(過去のことをさかのぼって書いています)
2025年3月12日
外来の翌日。病院から着信。出ると主治医I先生だった。「外来を早めたいと思ってお電話しました。明日か明後日来れますか…?」
翌日はどうしても仕事の調整ができなかったため、翌々日に行くことにした。
このタイミングで電話がかかってきたということは…。そういうことかもしれないと思った。
3月14日
午前中は仕事をして、午後から外来へ。
待合室には誰もいなかった。
産婦人科の外来は基本的に午前中で、午後は手術の先生が多い。静かだし、時間も取れるから、あえてこの時間帯にしてくれたのかもしれないと思った。

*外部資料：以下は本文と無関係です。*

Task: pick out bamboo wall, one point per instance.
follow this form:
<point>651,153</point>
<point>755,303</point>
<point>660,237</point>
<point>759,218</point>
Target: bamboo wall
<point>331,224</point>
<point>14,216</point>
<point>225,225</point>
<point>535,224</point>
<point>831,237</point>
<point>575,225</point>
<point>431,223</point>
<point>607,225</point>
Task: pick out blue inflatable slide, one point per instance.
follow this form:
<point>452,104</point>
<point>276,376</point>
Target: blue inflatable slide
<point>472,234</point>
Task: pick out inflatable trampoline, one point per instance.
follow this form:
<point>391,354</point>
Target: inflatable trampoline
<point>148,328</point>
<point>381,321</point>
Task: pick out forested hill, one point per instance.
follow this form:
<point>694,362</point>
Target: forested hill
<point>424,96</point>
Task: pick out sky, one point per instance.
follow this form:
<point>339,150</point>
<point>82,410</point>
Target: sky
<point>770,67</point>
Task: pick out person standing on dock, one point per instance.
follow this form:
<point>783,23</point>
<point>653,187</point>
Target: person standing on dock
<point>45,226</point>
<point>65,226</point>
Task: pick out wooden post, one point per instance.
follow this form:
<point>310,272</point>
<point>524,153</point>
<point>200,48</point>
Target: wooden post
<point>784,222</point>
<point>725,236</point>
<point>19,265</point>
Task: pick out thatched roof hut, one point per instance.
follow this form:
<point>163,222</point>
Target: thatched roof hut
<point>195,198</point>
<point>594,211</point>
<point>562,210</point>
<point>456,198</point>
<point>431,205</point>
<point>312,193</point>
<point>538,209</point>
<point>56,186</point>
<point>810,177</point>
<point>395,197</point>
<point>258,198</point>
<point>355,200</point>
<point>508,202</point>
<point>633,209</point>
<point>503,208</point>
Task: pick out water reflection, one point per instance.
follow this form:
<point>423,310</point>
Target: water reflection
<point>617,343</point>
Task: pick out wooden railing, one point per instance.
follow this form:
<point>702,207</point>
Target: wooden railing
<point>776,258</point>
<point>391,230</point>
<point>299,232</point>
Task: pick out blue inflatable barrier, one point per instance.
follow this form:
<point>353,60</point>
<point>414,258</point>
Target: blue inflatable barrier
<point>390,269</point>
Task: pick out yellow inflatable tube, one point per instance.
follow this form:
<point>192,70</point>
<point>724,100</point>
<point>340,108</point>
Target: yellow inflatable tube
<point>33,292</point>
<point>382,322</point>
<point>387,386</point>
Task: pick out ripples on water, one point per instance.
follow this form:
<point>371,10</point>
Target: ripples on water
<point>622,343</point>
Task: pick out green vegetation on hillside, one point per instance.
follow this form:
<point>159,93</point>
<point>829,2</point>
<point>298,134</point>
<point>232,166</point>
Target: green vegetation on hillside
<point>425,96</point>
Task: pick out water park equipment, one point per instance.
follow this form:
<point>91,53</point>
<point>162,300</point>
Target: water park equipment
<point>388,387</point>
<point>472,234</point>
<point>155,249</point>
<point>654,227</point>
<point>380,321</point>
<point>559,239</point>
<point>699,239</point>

心臓のバクバクに耐えながら1人で待っていると、I先生が診察室から出てきて直接呼んでくれた。普段はアナウンスで呼ばれて入るので、先生の優しさだったのだと思う。
診察に入ると、不思議と落ち着いた。
腹を括ったのかもしれない。
I先生はいつも通り穏やかに話しをしてくれた。
「CTの結果、再発がわかりました。多発肺転移です。12月には無かったものです。今月中には抗がん剤を始めた方が良いと思います。」
覚悟はしていたけど、ショックは大きかった。経過観察初回で再発。タチの悪い病気だなと思った。

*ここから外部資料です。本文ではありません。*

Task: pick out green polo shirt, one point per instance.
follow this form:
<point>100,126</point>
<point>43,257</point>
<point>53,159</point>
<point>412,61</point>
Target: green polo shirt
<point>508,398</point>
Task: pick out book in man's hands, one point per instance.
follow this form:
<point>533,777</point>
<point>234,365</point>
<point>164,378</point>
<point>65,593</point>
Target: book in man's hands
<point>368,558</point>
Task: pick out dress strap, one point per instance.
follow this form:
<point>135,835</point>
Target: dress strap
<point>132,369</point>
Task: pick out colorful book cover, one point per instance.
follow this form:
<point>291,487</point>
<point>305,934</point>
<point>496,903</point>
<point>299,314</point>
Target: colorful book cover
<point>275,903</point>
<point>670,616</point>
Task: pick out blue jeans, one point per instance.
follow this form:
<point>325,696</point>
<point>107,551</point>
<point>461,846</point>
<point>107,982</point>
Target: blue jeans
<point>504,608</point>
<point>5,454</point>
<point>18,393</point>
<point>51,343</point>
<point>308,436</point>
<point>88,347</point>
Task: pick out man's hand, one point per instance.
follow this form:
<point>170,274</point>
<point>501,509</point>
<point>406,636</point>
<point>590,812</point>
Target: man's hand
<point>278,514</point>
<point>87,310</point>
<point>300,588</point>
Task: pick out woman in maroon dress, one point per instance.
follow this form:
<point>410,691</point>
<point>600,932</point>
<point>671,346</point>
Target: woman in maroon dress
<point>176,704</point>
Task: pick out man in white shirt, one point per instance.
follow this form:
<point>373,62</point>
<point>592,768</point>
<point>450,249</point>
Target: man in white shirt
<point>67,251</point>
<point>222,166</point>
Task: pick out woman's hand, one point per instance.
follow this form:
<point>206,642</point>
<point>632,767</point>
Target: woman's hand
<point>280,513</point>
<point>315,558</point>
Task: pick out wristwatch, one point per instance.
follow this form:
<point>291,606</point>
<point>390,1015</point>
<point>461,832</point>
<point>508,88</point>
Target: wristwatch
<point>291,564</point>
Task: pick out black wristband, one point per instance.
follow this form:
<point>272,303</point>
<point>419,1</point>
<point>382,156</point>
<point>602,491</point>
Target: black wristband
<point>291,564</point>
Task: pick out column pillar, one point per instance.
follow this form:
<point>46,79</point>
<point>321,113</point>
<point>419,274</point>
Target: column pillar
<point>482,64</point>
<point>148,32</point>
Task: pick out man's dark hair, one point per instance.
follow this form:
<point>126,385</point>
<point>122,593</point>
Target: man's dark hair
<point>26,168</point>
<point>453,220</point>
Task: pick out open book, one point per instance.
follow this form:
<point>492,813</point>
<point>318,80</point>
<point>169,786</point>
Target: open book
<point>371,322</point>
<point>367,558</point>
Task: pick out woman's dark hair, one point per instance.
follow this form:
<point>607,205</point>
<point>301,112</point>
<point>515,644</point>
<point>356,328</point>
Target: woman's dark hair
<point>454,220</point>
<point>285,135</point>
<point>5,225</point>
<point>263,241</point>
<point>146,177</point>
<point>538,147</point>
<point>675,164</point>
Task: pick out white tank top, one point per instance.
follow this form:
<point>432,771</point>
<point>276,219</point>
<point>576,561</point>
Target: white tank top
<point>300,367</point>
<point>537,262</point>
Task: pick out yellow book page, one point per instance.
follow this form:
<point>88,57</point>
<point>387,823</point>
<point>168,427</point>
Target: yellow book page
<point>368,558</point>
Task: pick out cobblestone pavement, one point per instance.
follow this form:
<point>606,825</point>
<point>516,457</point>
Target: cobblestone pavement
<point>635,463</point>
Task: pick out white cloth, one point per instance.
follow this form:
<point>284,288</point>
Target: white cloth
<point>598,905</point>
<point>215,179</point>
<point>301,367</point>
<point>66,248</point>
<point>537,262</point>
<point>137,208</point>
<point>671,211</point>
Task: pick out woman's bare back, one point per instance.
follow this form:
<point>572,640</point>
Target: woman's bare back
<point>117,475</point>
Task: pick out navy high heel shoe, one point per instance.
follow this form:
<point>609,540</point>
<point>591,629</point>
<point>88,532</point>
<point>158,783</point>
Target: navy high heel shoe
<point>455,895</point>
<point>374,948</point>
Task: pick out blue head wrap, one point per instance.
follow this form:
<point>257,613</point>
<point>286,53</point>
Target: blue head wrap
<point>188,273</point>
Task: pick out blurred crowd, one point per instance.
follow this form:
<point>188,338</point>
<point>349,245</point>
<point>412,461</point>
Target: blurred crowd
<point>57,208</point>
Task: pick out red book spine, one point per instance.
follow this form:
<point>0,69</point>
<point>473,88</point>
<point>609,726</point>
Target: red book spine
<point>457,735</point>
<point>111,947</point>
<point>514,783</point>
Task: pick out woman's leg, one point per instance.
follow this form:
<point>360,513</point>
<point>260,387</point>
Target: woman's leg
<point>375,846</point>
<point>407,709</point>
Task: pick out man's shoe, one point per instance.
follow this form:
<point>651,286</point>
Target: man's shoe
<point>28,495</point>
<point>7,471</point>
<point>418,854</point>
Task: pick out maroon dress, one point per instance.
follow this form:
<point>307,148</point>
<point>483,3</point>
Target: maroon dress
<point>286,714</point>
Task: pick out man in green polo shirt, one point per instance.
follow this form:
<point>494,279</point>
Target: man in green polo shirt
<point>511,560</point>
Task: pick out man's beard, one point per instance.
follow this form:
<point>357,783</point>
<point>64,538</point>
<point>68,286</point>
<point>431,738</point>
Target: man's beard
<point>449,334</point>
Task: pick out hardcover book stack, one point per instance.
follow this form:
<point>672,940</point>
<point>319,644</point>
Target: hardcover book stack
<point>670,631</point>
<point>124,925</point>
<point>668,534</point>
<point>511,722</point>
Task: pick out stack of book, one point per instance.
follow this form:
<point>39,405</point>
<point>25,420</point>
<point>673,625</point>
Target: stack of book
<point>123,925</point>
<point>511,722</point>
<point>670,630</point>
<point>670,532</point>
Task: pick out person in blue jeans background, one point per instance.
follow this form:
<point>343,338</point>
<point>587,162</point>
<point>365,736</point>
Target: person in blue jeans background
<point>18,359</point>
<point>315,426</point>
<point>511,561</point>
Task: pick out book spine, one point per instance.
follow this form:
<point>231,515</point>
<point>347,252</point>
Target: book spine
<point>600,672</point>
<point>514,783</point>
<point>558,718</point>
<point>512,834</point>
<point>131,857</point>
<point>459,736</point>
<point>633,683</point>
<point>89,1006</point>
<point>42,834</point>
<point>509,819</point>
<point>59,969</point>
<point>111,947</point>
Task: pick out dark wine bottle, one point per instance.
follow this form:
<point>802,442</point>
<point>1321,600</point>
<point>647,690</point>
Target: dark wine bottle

経過観察中、検査のたびにドキドキするという話を聞いていたが、今回の私はまったく感じていなかった。さすがに1回目で何か見つかることはないだろうと決めつけていた。
I先生から電話がかかってきた時も、出る前は「え、何だろ?昨日会えなかったからわざわざ電話くれた?」くらいだった。
予想外の展開すぎて頭が回らなかった。
3月15日
I先生の話はよくわかったけど、K病院T先生にも一応確認を取っておきたいと思った。
朝一でT先生に電話をかけた。
前日の診察室での話しを伝えると「できれば手術がしたい。肉腫は基本的に抗がん剤は効かないから。データが揃ったらすぐにオンラインで話しましょう。」とのことだった。
3月18日
地元病院でデータの受け取り。K病院に速達で送った。
3月21日
朝一でK病院のオンライン診療。
T先生は事前にデータを見てくれていた。そして、開口一番、地元病院の提案通りに抗がん剤をやるのがベストだと告げた。現時点では手術適応外。
<手術の適応条件>
①腫瘍の数が6個以下
②腫瘍の大きさが18mm以下
③原発の手術から2年以上経過
④免疫が落ちてない
(好中球とリンパ球の比)
私は②しかクリアできておらず、手術適応外となった。
抗がん剤はドキソルビシン単剤かDG(ドセタキセル+ゲムシタビン)の2択。地元病院からはDGを提案されており、T先生もそれで良いと言ってくれた。2人の先生が同じ見解だったのは、とても安心した。あとはやるだけ。
午後からは地元病院へ。
T先生と話した内容をI先生に報告し、薬剤師さんから抗がん剤の説明をしてもらった。外来化学療法室を案内され、看護師さんから抗がん剤投与の流れを説明してもらった。
3月中は予定が詰まっていたため、I先生とも相談の上、4月4日から化学療法を始めることにした。
気持ちのいい春の陽気の中、再発はやってきた。